Jansen's shirt urged fans to send Turner to the All-Star Game, albeit three months late. The red-bearded Turner's shirt simply bore Yasiel Puig's No. 66 in big blue numerals.
This type of thing happens almost every day around the Dodgers, who will host their franchise's first World Series game in 29 years on Tuesday night.
"The thing is, I think we all care about each other," Jansen said. "It's not about that one guy. We are all here helping each other out and getting better every day. Ever since spring training, we've been doing that."
Jansen's belief has been proven throughout a season that's already one of the most remarkable in Dodgers history. Despite their jaw-dropping payroll, an LA-record 104 regular-season wins and a 7-1 rampage through the NL playoffs, these Dodgers are a team in a fundamental sense.
Although the majors' most expensive roster is extraordinarily deep, the Dodgers lack a peerless star beyond Clayton Kershaw, who doesn't play every day. They share the offensive load to a remarkable degree, and they play defense with an aggressiveness that underlines their deep trust in each other.
As Los Angeles fans -- at least the ones who can get the Dodgers' television network -- already know, this is an upbeat, thoroughly likable group of players and coaches working together to end a championship drought before it reaches three decades.
Nobody carries the Dodgers.
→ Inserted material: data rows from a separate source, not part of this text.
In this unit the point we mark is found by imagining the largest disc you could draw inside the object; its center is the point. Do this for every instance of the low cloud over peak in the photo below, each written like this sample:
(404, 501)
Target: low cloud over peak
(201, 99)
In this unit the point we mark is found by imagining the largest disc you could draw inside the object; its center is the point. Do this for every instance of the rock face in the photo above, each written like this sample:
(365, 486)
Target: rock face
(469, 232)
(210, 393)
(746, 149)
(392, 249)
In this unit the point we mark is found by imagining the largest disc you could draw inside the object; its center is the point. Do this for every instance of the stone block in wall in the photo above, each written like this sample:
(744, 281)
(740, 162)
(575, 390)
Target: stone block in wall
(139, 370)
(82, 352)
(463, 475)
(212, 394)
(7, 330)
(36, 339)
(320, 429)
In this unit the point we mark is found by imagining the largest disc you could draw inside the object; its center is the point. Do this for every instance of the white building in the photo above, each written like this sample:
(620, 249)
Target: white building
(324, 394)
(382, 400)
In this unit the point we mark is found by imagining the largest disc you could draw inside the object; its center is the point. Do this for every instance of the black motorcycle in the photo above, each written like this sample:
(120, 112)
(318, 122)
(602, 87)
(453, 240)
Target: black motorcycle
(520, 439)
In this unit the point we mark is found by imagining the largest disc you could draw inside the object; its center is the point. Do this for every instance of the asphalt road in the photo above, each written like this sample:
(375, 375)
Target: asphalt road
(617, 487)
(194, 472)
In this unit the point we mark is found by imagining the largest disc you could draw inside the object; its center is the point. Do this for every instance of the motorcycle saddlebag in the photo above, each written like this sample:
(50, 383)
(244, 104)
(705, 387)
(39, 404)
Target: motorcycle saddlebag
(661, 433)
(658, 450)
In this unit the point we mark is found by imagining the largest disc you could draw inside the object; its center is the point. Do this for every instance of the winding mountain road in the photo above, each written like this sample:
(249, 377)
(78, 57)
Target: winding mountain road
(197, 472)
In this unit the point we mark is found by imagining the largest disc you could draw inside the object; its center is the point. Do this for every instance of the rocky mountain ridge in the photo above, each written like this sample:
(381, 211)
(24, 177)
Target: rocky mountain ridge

They lift each other.
"All season long, it hasn't been about one guy," said Turner, who achieved Dodgers immortality with his walk-off homer to win Game 2 of the NL Championship Series. "It's a group of guys all showing up to the field and figuring out a way to win a ballgame, one night at a time. You know, we've been pretty good at that so far."
They've been incredible at it from April to October -- well, except for a 1-16 stretch from late August into September that prevented them from challenging the greatest records in baseball history. Right before that, the Dodgers went 82-25 during an astonishing summer, and they've regained that edge in the postseason.
Los Angeles swept the Arizona Diamondbacks and dropped only a single one-run decision to the Cubs on the way to the franchise's 22nd NL pennant. They finished in Chicago quickly enough to earn four days off, allowing Kershaw to make his World Series debut on full rest in the opener.
Their starting rotation was excellent, from Kershaw and Rich Hill to two outstanding October starts from newcomer Yu Darvish. Their bullpen was dominant in the postseason after being the NL's best in the regular season, allowing no runs to the Cubs in the entire NLCS.
And their lineup is a masterpiece of teamwork orchestrated by manager Dave Roberts, who usually picks the right guys from his numerous options.
The Dodgers scored fewer runs than the other four NL playoff teams during the regular season with no 100-RBI producers and just one .300-hitting regular. Yet their lineup is stacked nightly with professional hitters who work counts, wear out opponents' starters and confidently take control of the late innings for 47 comeback victories and 10 walk-off wins.
And they also post the occasional blowout, such as the clinching 11-1 win at Wrigley Field on Thursday night. The Dodgers popped bottles into the night inside the friendly confines before a flight home that arrived in the wee hours.
"I think about each individual player and coach and staff (member) and their families, and what we had to sacrifice to get to where we're at," Roberts said. "And to do what we did, it takes a lot of talent, a lot of give, a lot of open-mindedness. There was a complete buy-in."
The Dodgers have made 11 postseasons since their 1988 championship, but their failure to win a title during those 10 previous playoff appearances is the longest streak in baseball history. They've won the last five NL West titles before losing in the league playoffs four times, including last season's NLCS to the Cubs.
These Dodgers have emphatically erased that chunk of history. When they take the field on Tuesday night, they'll be in position to claim Los Angeles' sixth World Series title since the Brooklyn Dodgers moved west in 1958.
"That's where we want to be," NLCS co-MVP Chris Taylor said. "At home, in front of our crowd, in the World Series. We're right where we wanted to be since the start of the year."